And so, as you can see, what you want to do is collect in-- roughly speaking, you want to collect the high weight nodes to have low depth. If Wi is high, you want the multiplicative factor corresponding to depth T of that node, i, i-th node, to be small. And if Wi is small, then you don't mind the depth number to be higher.

You only have a certain number of low-depth nodes. You only have one node of depth 0. And you have two nodes of depth 1, which means that you only have one node where that quantity there is going to be 1, because you're doing 0 plus 1. And you have two nodes where the quantity is going to be 2, and so on and so forth. So you have some room here to play with corresponding to the BST structure, and you want to minimize that quantity. Any questions so far? All right, good.

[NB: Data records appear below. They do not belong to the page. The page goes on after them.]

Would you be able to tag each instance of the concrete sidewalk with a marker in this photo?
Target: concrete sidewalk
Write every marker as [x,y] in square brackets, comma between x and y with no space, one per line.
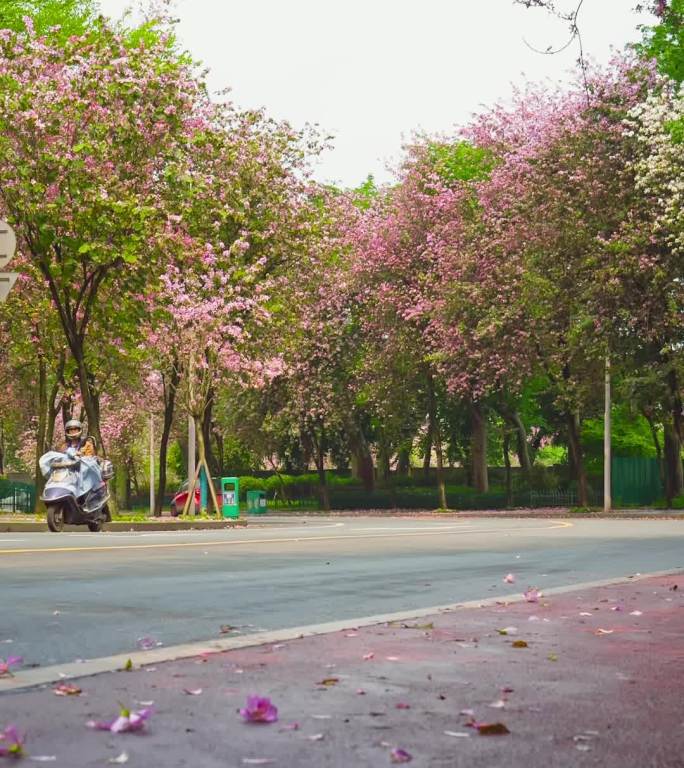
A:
[31,523]
[597,681]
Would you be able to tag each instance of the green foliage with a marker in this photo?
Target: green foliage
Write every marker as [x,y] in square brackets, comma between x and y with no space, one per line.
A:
[460,162]
[630,436]
[74,17]
[550,455]
[665,41]
[365,193]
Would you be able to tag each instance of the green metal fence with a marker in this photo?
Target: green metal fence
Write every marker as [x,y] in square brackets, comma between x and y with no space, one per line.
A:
[17,497]
[635,480]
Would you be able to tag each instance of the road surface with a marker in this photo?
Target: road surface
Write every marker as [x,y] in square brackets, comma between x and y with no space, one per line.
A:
[71,596]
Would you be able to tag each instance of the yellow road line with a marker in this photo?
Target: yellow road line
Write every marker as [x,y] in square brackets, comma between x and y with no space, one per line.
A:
[289,540]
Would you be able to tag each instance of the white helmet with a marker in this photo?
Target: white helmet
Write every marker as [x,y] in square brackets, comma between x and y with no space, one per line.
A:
[73,429]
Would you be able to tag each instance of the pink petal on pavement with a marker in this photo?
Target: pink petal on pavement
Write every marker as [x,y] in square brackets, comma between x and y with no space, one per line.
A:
[11,742]
[259,709]
[66,689]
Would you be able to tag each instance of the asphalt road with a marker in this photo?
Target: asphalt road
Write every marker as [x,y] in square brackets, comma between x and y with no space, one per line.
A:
[79,595]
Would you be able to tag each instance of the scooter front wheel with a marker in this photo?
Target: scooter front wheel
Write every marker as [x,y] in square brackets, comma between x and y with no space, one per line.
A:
[55,518]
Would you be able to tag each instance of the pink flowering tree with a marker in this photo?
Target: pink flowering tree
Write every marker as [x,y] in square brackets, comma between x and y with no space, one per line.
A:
[88,127]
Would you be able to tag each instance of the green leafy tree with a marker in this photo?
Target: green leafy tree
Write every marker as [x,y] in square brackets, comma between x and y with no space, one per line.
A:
[73,17]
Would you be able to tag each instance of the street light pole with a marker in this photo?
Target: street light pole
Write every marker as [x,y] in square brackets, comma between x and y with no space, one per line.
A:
[151,465]
[8,244]
[191,458]
[607,500]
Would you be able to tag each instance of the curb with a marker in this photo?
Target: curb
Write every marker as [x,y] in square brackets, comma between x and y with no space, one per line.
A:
[200,525]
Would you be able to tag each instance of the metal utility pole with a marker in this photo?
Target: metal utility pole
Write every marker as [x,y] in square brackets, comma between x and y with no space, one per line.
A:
[8,244]
[607,500]
[191,456]
[151,465]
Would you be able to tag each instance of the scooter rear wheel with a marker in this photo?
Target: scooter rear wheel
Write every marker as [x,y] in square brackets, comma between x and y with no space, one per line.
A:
[55,518]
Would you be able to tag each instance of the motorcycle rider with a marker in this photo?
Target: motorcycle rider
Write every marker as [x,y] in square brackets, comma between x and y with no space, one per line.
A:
[74,439]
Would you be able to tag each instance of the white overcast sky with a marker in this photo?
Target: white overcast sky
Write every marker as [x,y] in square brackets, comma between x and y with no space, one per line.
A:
[371,72]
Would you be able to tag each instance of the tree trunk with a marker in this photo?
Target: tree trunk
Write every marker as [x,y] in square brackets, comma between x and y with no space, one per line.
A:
[436,438]
[479,447]
[42,431]
[319,457]
[384,467]
[403,461]
[647,414]
[674,480]
[427,456]
[127,483]
[362,461]
[169,409]
[207,420]
[507,465]
[521,446]
[575,446]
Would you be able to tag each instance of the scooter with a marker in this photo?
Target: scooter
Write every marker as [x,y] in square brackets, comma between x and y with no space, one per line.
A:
[76,491]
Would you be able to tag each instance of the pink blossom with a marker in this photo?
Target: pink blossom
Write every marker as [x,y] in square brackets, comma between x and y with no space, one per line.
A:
[259,710]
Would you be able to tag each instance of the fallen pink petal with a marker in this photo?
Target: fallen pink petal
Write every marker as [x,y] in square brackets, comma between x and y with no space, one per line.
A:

So the search probabilities would be an example. So in terms of a more concrete application, you could imagine you had a dictionary, English to French, French to English, what have you. And there are obviously words that are more common, let's say, in common speech than others, and you do want to do the translation in a dynamic way using this data structure. And you could imagine that in this case, the search probability of a word is associated with the occurrence of the word, the number of times over some normalized number of words that this particular word occurs. And that would be the way. So it makes sense to create a structure that minimizes that function, because it would minimize the expected search cost when you want to take this entire essay, for example, and convert it from English to French or vice versa.

So this can-- if these are search probabilities, then this would minimize-- this cost function here would minimize expected search cost. Make sense? Yeah.

So that's the definition of the problem. And now we have to talk about why this is complicated, why this requires dynamic programming. Why can't we just do something fairly straightforward, like a greedy algorithm? And so let's look into that.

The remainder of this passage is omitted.